Weight directly relates to rigidity, it also directly relates to how easily a machine is moved. Do you need to move the machine around easily, perhaps stored in an out of the way space and set up for use? If so weight is critical as anything more than about 100lbs becomes an issue. If weight simply relates to moving into its new home and the capacity of the bench or stand it sits on then it is of less importance, disassembling a machine one time to move it in, is not a big deal. When I bought my Sherline mill my "shop" was an upstairs spare bedroom, and I needed to be able to easily swap the mill and lathe on the bench depending on which I was going to use.

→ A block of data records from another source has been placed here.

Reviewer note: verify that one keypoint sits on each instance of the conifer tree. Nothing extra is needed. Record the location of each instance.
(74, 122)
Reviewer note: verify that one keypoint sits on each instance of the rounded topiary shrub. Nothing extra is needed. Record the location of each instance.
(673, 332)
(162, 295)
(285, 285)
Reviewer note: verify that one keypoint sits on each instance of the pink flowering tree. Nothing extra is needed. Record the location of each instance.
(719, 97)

Light weight was a big plus in my case at that time. The Sherline mill weighs less than 50lbs, the Clausing around 800lbs so it would have been a serious no go at the time. Things changed, I now have a shop space in the basement, space is still tight but machine weight has become much less important since I don't have to worry about wood floors or frequent moving of the machines.
I use both of my mills, the Sherline is capable of much higher spindle speeds, and is quite handy for very small work. The Clausing being a knee mill has some set up advantages and the weight results in much more stability.

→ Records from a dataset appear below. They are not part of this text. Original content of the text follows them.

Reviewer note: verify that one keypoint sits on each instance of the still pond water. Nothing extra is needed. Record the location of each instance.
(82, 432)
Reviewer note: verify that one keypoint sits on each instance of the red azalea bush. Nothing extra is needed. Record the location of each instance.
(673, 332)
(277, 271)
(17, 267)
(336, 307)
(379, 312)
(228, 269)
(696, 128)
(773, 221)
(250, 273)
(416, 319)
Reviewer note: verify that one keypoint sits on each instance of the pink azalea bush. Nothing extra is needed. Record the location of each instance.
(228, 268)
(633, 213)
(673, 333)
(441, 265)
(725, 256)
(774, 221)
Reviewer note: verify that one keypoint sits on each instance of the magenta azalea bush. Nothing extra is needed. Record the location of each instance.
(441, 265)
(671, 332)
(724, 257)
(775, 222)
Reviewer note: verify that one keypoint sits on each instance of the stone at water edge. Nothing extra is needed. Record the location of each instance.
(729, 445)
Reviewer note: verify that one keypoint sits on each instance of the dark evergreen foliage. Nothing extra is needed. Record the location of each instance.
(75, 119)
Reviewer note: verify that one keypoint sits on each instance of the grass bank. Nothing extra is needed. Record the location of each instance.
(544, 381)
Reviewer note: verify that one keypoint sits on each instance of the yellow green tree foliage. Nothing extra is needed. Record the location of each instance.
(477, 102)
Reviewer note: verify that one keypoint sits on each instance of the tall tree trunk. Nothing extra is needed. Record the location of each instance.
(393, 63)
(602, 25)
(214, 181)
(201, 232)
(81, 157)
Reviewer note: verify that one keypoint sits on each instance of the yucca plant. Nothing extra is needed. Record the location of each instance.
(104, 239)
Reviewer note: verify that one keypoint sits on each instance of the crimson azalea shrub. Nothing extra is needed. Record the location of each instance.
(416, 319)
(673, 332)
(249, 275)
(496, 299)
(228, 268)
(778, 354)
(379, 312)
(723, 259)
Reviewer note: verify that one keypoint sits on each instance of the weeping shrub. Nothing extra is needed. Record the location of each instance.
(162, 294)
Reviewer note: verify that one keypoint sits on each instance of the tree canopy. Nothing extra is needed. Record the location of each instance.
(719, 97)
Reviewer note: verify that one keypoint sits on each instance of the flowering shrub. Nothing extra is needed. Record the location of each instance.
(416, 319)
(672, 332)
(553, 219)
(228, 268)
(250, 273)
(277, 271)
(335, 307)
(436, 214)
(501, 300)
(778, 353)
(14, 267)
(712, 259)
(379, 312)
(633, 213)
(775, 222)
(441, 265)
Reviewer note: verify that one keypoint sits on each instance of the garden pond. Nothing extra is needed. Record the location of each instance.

With all that out of the way, and by no means dismissing either of the listed machines as options (either is larger than my Sherline which I have been quite pleased with), you might consider something a step larger / more expensive if the size, weight, budget allows. The Precision Matthews PM 25 or Grizzly G0704 (very similar machines) are quite popular, they are bigger, but still fairly small mills. They gain 2-3" in the Z axis which can be very useful, as well as just in general having a larger work envelope. LMS' 5500 is also of a similar size. The Grizzly G0758 falls in between the 5500 and 3990 so may also be worth a look. These are all more expensive by 50% or more so budget needs to be considered, could be worth watching for used if budget is fixed. Not a lot of vintage bench mills but there are some, Benchmaster is probably the most common, but there are a number of little known horizontal / vertical mills from the 1940-60s that do pop up, sometimes at very reasonable prices since few have heard of them.


I'm quite happy with my current arrangement, but if I had to have a one mill solution I think I could be satisfied with something like the PM25 / G0704.


----------